Every school day, almost 7,000 students become dropouts, according to the Alliance for Excellent Education. Lacking a high school diploma, these individuals will be far more likely to spend their lives periodically unemployed, on government assistance, or-worst of all-cycling in and out of the prison system.
Every school day, almost 7,000 students become dropouts, according to the Alliance for Excellent Education (AEE, Washington). In its recent report The High Cost of High School Dropouts, the AEE says that adds up to about 1.3 million students annually who will not graduate from high school with their peers as scheduled. Lacking a high school diploma, these individuals will be far more likely to spend their lives periodically unemployed, on government assistance, or-worst of all-cycling in and out of the prison system.
The direct economic penalty of this decision to drop out of school is significant. The average annual income for a high school dropout in 2005 was $17,299, compared to $26,933 for a high school graduate, a difference of $9,634 according to the U.S. Bureau of the Census. The adverse impact on the country’s economy-and society as a whole-is also significant, although not immediately recognized.
There’s a big potential for payoff if the nation’s secondary schools improved enough to graduate all of their students, instead of the 70 percent currently graduated annually. For example, the AEE says that if the students who dropped out of the class of 2007 had graduated, the nation’s economy would have benefitted from an additional $329 billion in income over their lifetimes.
In her 2005 paper Labor Market Consequences of an Inadequate Education, Cecilia E. Rouse, professor of economics and public affairs at Princeton University, shows that each dropout, over his or her lifetime, costs the nation approximately $260,000. She projected that unless high schools are able to graduate their students at higher rates, more than 12 million students will drop out during the next decade, resulting in a loss to the nation of $3 trillion.
But the payoff from correcting the dropout problem extends much further than the dollars that don’t show up in the pockets of dropouts. Writing in the AEE publication Profiles in Leadership, former U.S Secretary of Education Richard W. Riley, says that only 64 percent of males finish high school on time in the United States. Some of those individuals, instead of ending up in low-pay dead-end jobs, might well have gone into, for example, apprentice programs leading to careers as tool and die makers, just to name one skilled trade in very short supply today. Others might well have gone on through college to graduate school. Considering the frequently reported shortfall in U.S.-born science and engineering Ph.D. candidates, this would be a boon to American society.

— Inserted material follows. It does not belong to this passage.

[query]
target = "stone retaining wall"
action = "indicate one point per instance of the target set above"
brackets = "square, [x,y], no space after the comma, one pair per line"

Ignorance is expensive. The social and economic penalty of failing to adequately educate the next generations of citizens is probably growing exponentially. It doesn’t take rocket science to deduce that this loss of potential engineers, scientists, manufacturing leaders, doctors, lawyers, teachers, and myriad others deprives the nation of skills sorely needed to maintain our standard of living and competitive stature in the global economy. We should be able to expect better than from our school boards and elected officials than 7,000 dropouts every day!